Friday, April 20, 2007

Senator Byrd pledges to CONFRONT President Bush's juvenile veto threat....

We Welcome Senator Byrd's comments, and that fact that he considers the reading community of (an important and growing "blog") worthy of going to the Senate floor to make a speech detailing his stand against President Bush's childish use of the veto threat.

CONFRONTING the illegal, immoral, incompetent, and often criminal activities of the George Bush administration is the most pressing crisis facing this nation - of which the Iraq war is only one part. Just this week, the Assistant ARMY SECRETARY and KBR corporation are under investigation for WHOLESALE FRAUD in Iraq reconstruction contracts - the President's own SECRETARY OF THE ARMY, being questioned about rank corruption and war profiteering, in a war that Mr. Bush tells us is vital to the future security of the United States! What kind of INCOMPETENT officers would the president choose, who allow such ABJECT FAILURE AND CORRUPTION to be the hallmark of his war in Iraq?


The President's Veto Threat DOES NOT DICTATE LAW in America.
By Senator Robert Byrd (D) West Virginia
April 20, 2007

Thank you for the overwhelming response to the blog I posted on Monday. I have enjoyed reading your comments, especially those encouraging Congress not to back away from the supplemental legislation despite the president's repeated veto threats. On Tuesday afternoon I decided to go down to the Senate floor and respond to your comments.

I will continue to defend Congress's Constitutional obligation to legislate for the people and act independently from the White House.

Here is a portion of my remarks:

"The 110th Congress will consider legislation this session that raises passions and excites partisan fervor.
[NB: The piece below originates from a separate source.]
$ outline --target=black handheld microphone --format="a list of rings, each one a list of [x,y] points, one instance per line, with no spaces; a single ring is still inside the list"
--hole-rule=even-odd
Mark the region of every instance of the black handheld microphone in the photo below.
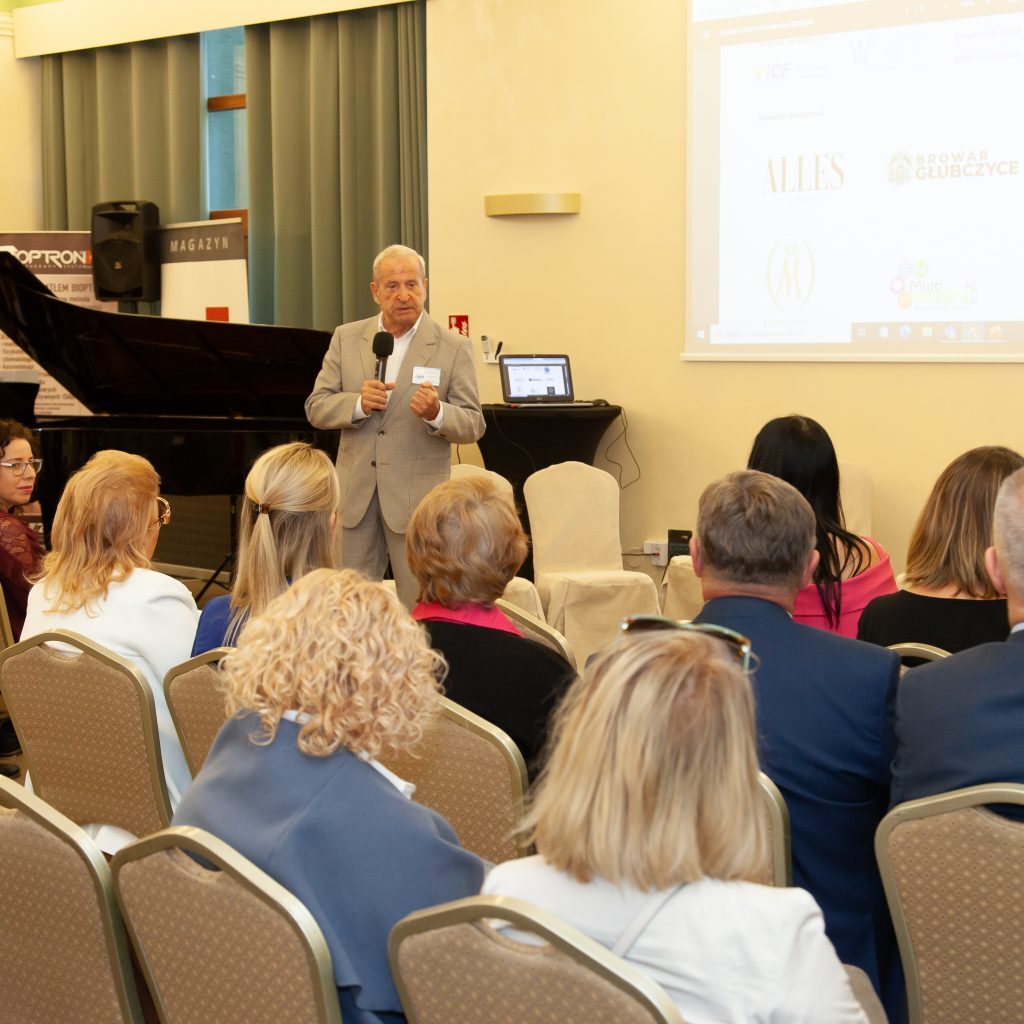
[[[373,354],[377,357],[377,380],[383,383],[387,370],[388,356],[395,351],[395,336],[390,331],[378,331],[373,336]]]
It is likely that much of what the Congress considers this year and next will be subject to presidential veto threats, because the president's political party no longer controls the Congress.
Members of Congress and the people understand that when the president submits a bill to Congress, and then asks that it be passed without any amendments or conditions, the president is treating the Congress like a subordinate branch, capable of only saying "Yes" or "No," and never expected to alter a presidential proposal in any way. It is an argument that contradicts the most basic Constitutional principles on which our Republic is founded. The Congress was envisioned as a check on an overzealous or unwise president, and we do our duty to the Constitution when we vigorously utilize our enumerated powers.

Members of Congress are elected to make laws based on sound public policy, not to capitulate to presidential threats. The Senate must never become a rubberstamp for any president. Certainly, the Congress should carefully consider the announced reasons for a presidential veto, but the Congress has a duty, if the president's reasons are not credible or do not reflect the will of the people, to overturn presidential vetoes. The vote on the override is a healthy public opportunity for Members of Congress to consider the reasons offered by the president for his veto. Just as the president is held accountable for his veto, Senators are held accountable for their votes on bills that are sent to the president, and, if applicable, a subsequent veto override vote.

So let us hear no more about measures that the president has threatened to veto being not worthy of the Senate's consideration. Let the president issue his veto threats, but also let the Congress dutifully represent the will of the people.

I have been chagrined of late to hear the repeated falsehoods and scare tactics emanating from the Oval Office. President Bush has falsely stated that the supplemental as written would cause death and destruction in America. The president has also said that the bill does not fund the troops, which is false. In fact, the Senate bill provides $2 billion more than the president requested for the troops and provides $1.8 billion more for veterans' health care. Congress and the American people support our troops and the supplemental bill we shall shortly take to conference robustly funds their needs in the field and cares for their needs after they return home.

I shall hope for a more reasonable and more realistic tone from our president in the coming days. More light and less heat on this matter would truly be in the best interests of our troops of our sorely divided country."